Più giorni passano e più divento triste. Me ne sto accovacciata in questo brutto pollaio, toccando appena appena i semi di pomodoro e il granturco, che tanto mi piacevano. Non mi va più niente. Penso tutto il giorno, giacché non ho altro da fare. E penso che sto diventando pessimista.
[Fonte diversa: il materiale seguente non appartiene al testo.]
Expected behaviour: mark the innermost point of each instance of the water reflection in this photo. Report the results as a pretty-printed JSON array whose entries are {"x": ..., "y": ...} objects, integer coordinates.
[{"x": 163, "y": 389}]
Prima ti fanno nascere, poi ti mettono ad ingrassare e ti prendono le uova. Quando sei diventata abbastanza utile alla pentola, ti fanno la festa. Vivi per il loro tornaconto e s’infischiano di ciò che vorresti fare o dire. Mi sono chiesta, in uno di questi tristi giorni quando tutto intorno c’erano vocii e suoni da tante televisioni tutte sintonizzate su canali diversi, mi sono chiesta se questa è vita e se è giusto che noi dobbiamo solo e sempre servire. Hanno scritto libri e libri sulla missione del dotto, mai uno sulla missione della gallina.

Mi lasciano in queste condizioni, senza neppure il sostegno di un bel gallo. Quasi quasi avrei deciso di farla finita; ma poi ho pensato che - tutto sommato- non ne vale la pena.

Tanto, fra non molto , saranno loro a farmi la festa.